The division’s psychologist was asked for his opinion on my suitability for the role. Ilan, a pleasant man, was apologetic. It’s not that there’s something wrong with you, he said. It’s just that an ‘operator’ is exposed to things that are likely to make him a bit of a schizophrenic. So I need to get to know you better and understand more about what happened to you in Hong Kong and afterwards.

Weren’t all the interviews and exams before the course–sentence completion, arithmetic progressions, psychometric exams, and Rorschach tests–enough? I asked, fatigued more than resentful. No, not for this kind of role, he answered, and went on to ask me a series of pointed, though gently formulated, questions.

It’s true that I did what I did without being totally committed and only because I understood how damaging it could be to the country if I didn’t act, was my response to the most difficult of the queries. On the other hand my doubts didn’t prevent me from carrying out the mission to the best of my ability.

Was not the fact that you recoiled at firing the third shot somehow linked to your general reservations about the action? he asked.
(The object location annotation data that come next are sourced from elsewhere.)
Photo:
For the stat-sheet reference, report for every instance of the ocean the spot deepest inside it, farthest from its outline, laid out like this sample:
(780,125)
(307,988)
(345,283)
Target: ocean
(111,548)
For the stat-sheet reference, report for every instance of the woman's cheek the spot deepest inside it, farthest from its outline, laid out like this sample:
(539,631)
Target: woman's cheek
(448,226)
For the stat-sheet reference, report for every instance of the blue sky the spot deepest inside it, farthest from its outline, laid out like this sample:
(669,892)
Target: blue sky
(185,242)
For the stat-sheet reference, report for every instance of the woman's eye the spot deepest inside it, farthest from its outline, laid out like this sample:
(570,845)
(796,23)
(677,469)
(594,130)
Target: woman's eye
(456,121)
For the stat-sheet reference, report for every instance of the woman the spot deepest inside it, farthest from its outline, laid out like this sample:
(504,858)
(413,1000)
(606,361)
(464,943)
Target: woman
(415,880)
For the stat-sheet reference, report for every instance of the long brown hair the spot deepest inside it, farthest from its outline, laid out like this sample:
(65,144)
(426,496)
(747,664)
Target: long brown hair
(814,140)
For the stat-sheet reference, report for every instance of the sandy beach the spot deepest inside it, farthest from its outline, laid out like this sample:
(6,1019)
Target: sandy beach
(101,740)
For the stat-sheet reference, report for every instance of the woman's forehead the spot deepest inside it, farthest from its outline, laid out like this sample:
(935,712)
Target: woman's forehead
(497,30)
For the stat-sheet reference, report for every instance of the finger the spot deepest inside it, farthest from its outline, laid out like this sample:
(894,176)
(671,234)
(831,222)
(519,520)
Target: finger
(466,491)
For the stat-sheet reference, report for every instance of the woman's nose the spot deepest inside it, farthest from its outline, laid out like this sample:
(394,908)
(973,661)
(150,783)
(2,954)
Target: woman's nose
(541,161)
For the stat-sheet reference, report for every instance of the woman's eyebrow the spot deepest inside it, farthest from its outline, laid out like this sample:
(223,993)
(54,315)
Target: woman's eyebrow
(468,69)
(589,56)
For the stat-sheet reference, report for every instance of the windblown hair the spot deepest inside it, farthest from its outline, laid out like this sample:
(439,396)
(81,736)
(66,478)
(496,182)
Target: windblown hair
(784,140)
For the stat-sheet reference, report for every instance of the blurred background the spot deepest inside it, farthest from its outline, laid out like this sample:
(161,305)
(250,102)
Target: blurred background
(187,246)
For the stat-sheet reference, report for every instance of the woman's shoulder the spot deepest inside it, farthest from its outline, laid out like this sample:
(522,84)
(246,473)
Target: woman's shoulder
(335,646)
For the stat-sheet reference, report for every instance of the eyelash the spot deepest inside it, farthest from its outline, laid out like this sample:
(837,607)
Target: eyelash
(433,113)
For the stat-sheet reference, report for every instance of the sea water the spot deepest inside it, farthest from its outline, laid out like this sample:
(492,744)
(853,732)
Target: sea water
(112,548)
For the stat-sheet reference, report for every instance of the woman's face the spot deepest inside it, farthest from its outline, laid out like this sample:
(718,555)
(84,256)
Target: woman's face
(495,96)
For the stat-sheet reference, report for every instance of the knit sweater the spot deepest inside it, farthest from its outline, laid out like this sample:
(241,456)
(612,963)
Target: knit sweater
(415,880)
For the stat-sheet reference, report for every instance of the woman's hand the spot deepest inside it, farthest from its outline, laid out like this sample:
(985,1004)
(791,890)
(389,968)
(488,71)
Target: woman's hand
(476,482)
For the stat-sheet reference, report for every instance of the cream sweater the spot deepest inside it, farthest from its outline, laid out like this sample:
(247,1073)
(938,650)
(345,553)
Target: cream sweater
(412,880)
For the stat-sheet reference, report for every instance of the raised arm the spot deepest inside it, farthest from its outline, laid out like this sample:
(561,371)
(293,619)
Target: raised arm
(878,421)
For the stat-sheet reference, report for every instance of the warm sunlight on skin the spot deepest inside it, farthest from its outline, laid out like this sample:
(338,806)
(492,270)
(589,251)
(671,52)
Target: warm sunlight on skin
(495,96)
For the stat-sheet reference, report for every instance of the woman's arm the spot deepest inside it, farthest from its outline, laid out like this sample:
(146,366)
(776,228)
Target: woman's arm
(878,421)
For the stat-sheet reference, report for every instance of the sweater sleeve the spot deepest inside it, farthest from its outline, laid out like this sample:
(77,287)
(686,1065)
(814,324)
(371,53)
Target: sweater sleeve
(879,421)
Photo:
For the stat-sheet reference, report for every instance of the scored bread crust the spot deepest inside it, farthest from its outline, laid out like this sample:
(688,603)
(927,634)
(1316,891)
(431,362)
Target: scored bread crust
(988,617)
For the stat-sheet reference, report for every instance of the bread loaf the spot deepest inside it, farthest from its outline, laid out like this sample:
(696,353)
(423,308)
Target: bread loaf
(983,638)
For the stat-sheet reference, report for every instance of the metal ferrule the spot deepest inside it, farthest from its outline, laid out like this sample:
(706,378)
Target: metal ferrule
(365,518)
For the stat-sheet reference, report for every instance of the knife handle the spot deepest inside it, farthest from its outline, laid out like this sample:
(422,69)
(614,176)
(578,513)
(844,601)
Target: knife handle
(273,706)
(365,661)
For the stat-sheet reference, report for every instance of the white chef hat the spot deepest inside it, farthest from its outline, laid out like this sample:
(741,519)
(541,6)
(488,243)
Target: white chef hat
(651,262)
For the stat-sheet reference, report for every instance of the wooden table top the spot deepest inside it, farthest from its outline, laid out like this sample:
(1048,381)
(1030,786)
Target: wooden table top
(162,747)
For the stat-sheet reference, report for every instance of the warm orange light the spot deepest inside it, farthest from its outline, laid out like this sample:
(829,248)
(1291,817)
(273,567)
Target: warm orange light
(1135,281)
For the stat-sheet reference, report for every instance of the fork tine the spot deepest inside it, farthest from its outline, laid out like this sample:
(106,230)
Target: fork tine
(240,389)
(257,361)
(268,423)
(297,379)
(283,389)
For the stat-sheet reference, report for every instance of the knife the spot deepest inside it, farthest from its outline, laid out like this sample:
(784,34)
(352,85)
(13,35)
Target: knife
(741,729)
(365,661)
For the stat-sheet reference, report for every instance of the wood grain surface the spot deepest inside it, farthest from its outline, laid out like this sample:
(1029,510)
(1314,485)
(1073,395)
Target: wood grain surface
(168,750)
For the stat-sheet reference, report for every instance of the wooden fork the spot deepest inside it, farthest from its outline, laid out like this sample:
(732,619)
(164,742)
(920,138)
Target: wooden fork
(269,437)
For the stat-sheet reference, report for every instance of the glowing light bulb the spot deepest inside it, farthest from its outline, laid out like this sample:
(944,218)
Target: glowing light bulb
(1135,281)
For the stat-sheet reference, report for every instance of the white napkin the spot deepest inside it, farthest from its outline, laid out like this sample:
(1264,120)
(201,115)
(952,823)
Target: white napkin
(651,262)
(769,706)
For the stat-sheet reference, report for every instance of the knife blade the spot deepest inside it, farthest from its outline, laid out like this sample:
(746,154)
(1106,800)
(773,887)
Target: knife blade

I gave it some thought. I don’t think so, I finally said. The third shot seemed superfluous to me because there was a big bang and the security men could have come in at any moment. I wanted to get out of there quickly before success turned to failure. That’s why I also forgot to get the file of documents.

That only goes to show that you are normal, Ilan said. Do you have flashbacks of the incident or dream about it, he asked. Perhaps of the victim’s cracked skull after he was shot, or of a muzzle flash in the darkness of the room? No, I told him, I don’t have dreams about the operation, or any trouble sleeping. So what visions do you have, he asked. I told him that mostly I saw images of Orit and me having sex.

Ilan laughed, and said that my priorities were really OK. I explained my difficulties in not telling Orit, told him about the feelings of deception that were disturbing me in my relationship with her.

Does this feeling bother you more than the fact that you killed somebody? Ilan asked, giving me the impression that his curiosity was more personal than professional.

Yes, I replied. He was an enemy. An enemy whose ultimate purpose was to kill. She is my wife. But don’t get me wrong. Don’t think, not even for a moment, that I don’t understand that from an ethical point of view what I did was immoral, bad, inhuman, call it what you want. I know that at least as much as anybody else does. But I don’t relate to this act as being moral or immoral but as an act of survival, and such an act is not judged according to its morality. The little lie to Orit, however, is.

Ilan listened intently, with even the hint of a smile. Then he asked if I was capable of saying out loud that I was a Mossad assassin and stand by what I’d said. My answer was negative. I maintain the right to decide whether or not to carry out an operation depending on how critical it happens to be, I replied after thinking it over. And that prevents me from defining myself that way. But I can say out loud that I have killed while in the service of the Mossad or state.

Our unproductive attempts at conceiving led to a series of tests. My sperm was pronounced OK, Orit’s ovulation was found to be regular and all her other tests also proved OK. There was no apparent reason for our lack of success.

Orit pinned the reason on our way of life–which was another way of saying my trips abroad. Given that for a few years already I had been away from home at least once a month, it could very well be that we were apart on the days when conception was a possibility. The tension that she felt while I was travelling also didn’t help.